In many machine vision applications, it is essential to in determining the position and orientation of an imaged object. In electronic circuit board assembly, for example, integrated circuit chips must be precisely positioned before they can be soldered into place. Metallic solder pads feature predominantly in images of these components and, as such are often used in determining chip location and orientation. For example, a vision-based automatic surface mounter (SMD) machine typically employs a geometrical-based model of leaded objects to accurately inspect and place leaded objects on a printed circuit board (PCB). A leaded object 900 is an electronic component that has an object body 902 and leads 904, an example of which is depicted in FIG. 9, which is discussed more fully with reference to FIG. 8 hereinafter. The SMD machine places the leaded objects by registering the leaded object 900 with pads on the PCB, such that the centers of feet 906 of the leaded object 900 align with the centers of pads on the PCB within positional tolerances.
Objects whose image is to be analyzed by machine vision typically include calibration targets. Often a cross-shaped symbol or parallel array of dots, such a target facilitates determining the position and orientation of the object in the image.

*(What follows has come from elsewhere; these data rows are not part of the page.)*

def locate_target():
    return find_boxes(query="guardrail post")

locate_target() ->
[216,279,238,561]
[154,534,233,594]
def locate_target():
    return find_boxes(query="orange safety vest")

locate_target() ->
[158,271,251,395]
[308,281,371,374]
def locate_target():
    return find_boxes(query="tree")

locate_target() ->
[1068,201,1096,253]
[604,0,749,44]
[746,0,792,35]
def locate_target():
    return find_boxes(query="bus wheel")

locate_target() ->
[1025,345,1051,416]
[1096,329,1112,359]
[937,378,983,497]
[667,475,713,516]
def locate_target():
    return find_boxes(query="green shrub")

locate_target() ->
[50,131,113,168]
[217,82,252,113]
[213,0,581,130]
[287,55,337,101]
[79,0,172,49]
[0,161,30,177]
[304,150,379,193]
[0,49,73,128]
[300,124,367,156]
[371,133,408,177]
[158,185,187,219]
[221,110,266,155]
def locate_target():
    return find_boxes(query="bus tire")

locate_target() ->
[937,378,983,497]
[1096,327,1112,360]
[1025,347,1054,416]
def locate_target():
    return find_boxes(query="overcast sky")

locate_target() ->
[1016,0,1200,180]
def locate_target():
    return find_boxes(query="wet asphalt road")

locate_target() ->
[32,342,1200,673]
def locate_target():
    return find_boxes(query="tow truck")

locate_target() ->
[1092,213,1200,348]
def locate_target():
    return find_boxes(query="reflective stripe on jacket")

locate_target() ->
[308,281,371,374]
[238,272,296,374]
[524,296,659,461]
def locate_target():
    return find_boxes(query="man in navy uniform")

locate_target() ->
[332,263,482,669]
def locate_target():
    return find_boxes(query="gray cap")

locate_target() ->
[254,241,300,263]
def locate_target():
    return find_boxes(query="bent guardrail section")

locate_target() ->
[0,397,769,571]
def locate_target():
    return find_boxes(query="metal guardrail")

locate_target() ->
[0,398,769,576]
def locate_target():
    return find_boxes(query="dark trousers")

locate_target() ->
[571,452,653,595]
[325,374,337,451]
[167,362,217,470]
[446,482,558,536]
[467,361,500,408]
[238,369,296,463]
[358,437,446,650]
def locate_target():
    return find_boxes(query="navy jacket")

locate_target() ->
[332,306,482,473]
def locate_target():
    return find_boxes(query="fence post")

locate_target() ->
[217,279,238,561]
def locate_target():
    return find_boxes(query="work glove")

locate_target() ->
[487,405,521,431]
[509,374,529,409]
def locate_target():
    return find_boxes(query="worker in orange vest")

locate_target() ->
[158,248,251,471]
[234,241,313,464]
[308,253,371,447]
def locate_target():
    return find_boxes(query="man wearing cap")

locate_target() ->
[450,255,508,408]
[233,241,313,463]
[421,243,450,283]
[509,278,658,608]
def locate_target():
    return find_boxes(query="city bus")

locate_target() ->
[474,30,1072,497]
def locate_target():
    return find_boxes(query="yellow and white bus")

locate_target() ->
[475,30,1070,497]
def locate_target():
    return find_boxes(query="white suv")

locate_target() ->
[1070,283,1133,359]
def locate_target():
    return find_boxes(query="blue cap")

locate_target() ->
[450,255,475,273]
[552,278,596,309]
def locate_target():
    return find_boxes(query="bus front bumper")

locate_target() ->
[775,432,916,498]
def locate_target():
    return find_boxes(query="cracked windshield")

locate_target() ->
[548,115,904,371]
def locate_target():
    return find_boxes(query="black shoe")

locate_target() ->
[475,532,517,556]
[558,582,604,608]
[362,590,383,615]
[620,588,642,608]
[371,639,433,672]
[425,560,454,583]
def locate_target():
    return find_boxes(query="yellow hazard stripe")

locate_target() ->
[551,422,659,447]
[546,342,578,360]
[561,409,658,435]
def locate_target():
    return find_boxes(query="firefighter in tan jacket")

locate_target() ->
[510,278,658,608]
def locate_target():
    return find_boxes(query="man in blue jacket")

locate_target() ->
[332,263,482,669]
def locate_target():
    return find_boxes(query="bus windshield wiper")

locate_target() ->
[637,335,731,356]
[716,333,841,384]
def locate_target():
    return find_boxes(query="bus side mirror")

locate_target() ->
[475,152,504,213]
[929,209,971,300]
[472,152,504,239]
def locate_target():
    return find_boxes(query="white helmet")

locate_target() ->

If the object is composed of lines, such as the calibration target, there are several known approaches to the problem of finding the angle of a line in an image. One of the best known techniques is the Hough line-transform. The Hough line-transform transforms characteristics of edge points from image into line characteristics, and represents the line characteristics on a Hough space, where a point in the Hough space represents a line. Though often used, the Hough transform can require significant computation resources and time. Another technique to find lines is described in Machine Vision Method for Identifying Collinear sets of Points from an Image, U.S. Pat. No. 6,075,881. The '881 patent employs an angle-finding phase and a line-finding phase to find the lines. During the angle-finding phase, the angular orientation of a predominant line is estimated by projecting data points at multiple angles, (i.e., summed in the direction of the projection, where projection is a term known in the art and described at B. K. D. Horn, “Robot Vision,” MIT Press, London England, 1985, Section 3.3 pp. 53-57). An angle of the predominant line is used by the line finding-phase to find lines by identifying sets of data points aligned with the angle. The line finding phase projects the data points at the angle, and the lines are located at peaks in the projections, as is further described in the '881 patent. Both of these methods, however, are directed at finding lines, and may not work in all applications, such as for short lines or noisy images, for example. Short lines are difficult to identify because not enough edges accumulate in a Hough bin or not enough data points cluster in the projection, for example. Further, it is difficult to identify lines from noisy images containing the lines, such as images of specularly reflecting leads, where specularity is known in the at and is described further hereinafter. The noise masks the lines, thus, making it difficult to identify the lines amidst a noisy Hough space or a noisy projection, for example.
Another known method uses the angle of strong edge features to determine the orientation. Typically, edge detection is performed on the image, and the results are stored in an edge image. The edges within the edge image are projected at various angles, such as through a Radon transform, for example. Peaks in the Radon transform indicate the possible presence of lines that correspond to the angles of the image or objects in the image that have prominent edge patterns. Angles of images and some objects can be determined from projecting edges, but the method is also susceptible to be misled by stray edges and noise.